🤖 AI Summary
This work addresses the challenges of hyperspectral image classification under extremely limited labeled samples and high-dimensional spectral data, compounded by the prohibitive computational complexity of conventional Transformers. To this end, the authors propose a hybrid architecture that integrates State Space Models (Mamba) with Transformers, augmented by a 3D-CNN spectral front-end and a vision–text dual-modality prompting mechanism to effectively capture long-range dependencies in low-data regimes. Notably, this is the first study to introduce Mamba into hyperspectral classification, leveraging parameter-efficient fine-tuning to mitigate label scarcity. Evaluated with only 2% of training samples, the method achieves overall accuracies of 99.69% on Salinas and 99.45% on Longkou, significantly outperforming existing approaches and establishing a new state of the art for data-scarce hyperspectral classification.
📝 Abstract
Accurate classification of hyperspectral imagery (HSI) is often frustrated by the tension between high-dimensional spectral data and the extreme scarcity of labeled training samples. While hierarchical models like LoLA-SpecViT have demonstrated the power of local windowed attention and parameter-efficient fine-tuning, the quadratic complexity of standard Transformers remains a barrier to scaling. We introduce VP-Hype, a framework that rethinks HSI classification by unifying the linear-time efficiency of State-Space Models (SSMs) with the relational modeling of Transformers in a novel hybrid architecture. Building on a robust 3D-CNN spectral front-end, VP-Hype replaces conventional attention blocks with a Hybrid Mamba-Transformer backbone to capture long-range dependencies with significantly reduced computational overhead.

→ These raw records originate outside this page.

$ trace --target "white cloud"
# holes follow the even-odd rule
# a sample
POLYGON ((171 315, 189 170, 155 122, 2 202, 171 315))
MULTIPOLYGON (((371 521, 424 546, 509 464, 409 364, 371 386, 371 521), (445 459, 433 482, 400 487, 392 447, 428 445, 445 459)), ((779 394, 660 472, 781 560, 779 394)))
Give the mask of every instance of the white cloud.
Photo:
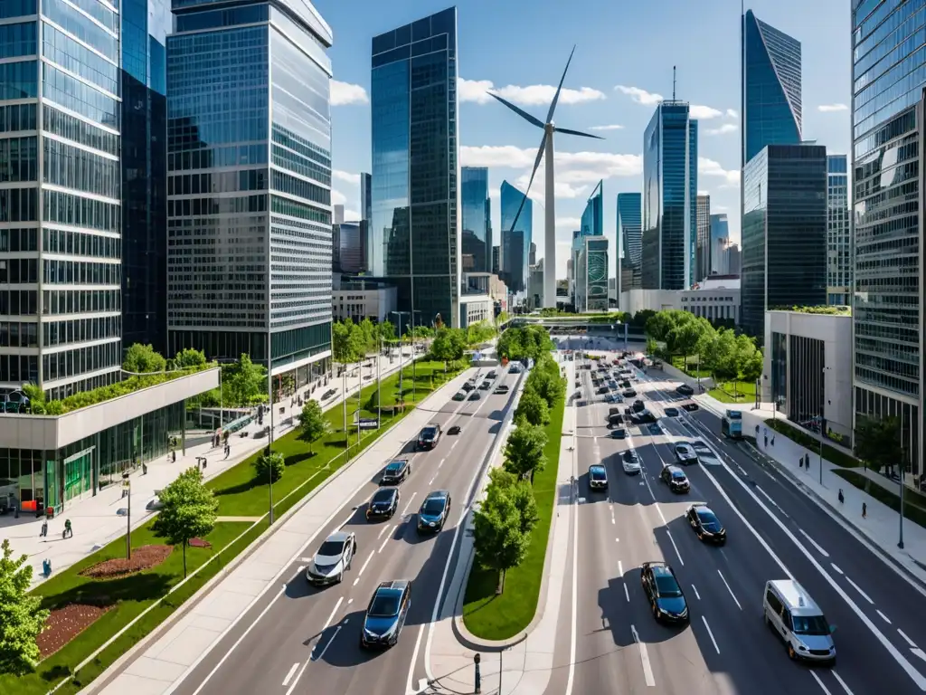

Furthermore, we address the label-scarcity problem by integrating dual-modal Visual and Textual Prompts that provide context-aware guidance for the feature extraction process. Our experimental evaluation demonstrates that VP-Hype establishes a new state of the art in low-data regimes. Specifically, with a training sample distribution of only 2\%, the model achieves Overall Accuracy (OA) of 99.69\% on the Salinas dataset and 99.45\% on the Longkou dataset. These results suggest that the convergence of hybrid sequence modeling and multi-modal prompting provides a robust path forward for high-performance, sample-efficient remote sensing.